With initial participants accessing between £25 and £100 interest-free, the scheme was developed by supermarket chain Iceland in partnership with the UK Government, Fair For You and a £1m funding injection from Fair4All Finance and JP Morgan.

Since its launch, it will initially benefit 20,000 borrowers, with loans ranging from £100 to £2,000 available once brokered by a housing association, credit union or specific lender.

A strong initiative given the rising cost of living

“The interest-free loan initiative is a powerful system,” said Justine Gray, founder of dollar hand.

“With the CPI rising to 10.1% and Ofgem reporting households to spend around £1,570 more on gas and electricity this year, the Government had to react. The reality is that with the same income, you buy fewer goods and don’t go as far – you essentially get poorer overnight, even if you budget well.

“Therefore, the implementation of this system is imperative, especially in the early days of the livelihood crisis.”
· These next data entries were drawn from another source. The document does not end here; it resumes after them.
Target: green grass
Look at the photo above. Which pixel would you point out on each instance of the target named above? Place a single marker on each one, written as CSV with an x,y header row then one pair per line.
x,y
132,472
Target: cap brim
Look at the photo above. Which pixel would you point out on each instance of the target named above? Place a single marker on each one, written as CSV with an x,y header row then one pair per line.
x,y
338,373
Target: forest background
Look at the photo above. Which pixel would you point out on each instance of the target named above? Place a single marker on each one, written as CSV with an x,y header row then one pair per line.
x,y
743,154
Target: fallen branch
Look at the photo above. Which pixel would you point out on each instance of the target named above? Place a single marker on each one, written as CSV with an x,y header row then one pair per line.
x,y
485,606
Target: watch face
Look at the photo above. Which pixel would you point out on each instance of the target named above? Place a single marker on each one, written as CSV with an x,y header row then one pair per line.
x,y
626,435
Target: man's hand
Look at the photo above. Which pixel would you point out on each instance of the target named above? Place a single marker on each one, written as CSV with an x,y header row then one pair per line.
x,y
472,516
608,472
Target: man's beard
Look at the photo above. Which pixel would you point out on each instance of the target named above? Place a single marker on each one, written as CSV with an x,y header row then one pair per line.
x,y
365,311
A viable alternative to expensive loans

Many have hailed NILs as a powerful alternative to expensive borrowing such as payday loans, logbook loans or pawnbrokers.

“In desperate times, households look for expensive loans or sell valuable items to cover their heating bills or put food on the table. With some high street lenders offering rates in excess of 1,000% APR, a soft loan program is really welcome.

“It also reduces loan shark risk and helps people borrow money from a trusted source and with realistic payment terms.”

Flexible payment options

“The interest loan program offers very flexible repayment options,” confirms Richard Allan of the financing platform Capital Bean.

“Borrowers can either pay weekly or monthly over six to 18 months via bank transfer.” “You can also repay early if you want, and you can specify the repayment date each month from the lender that suits you best.”

Missing payments affect your credit score

David Soffer, Founder of Proper Finance, concludes: “You have the option to default if you want and you can make a payment arrangement if you default on repayments.

“However, as with any loan, failure to repay on time or make repayments negatively impacts your credit score, making it more difficult to access popular finance such as credit cards and personal loans in the future.”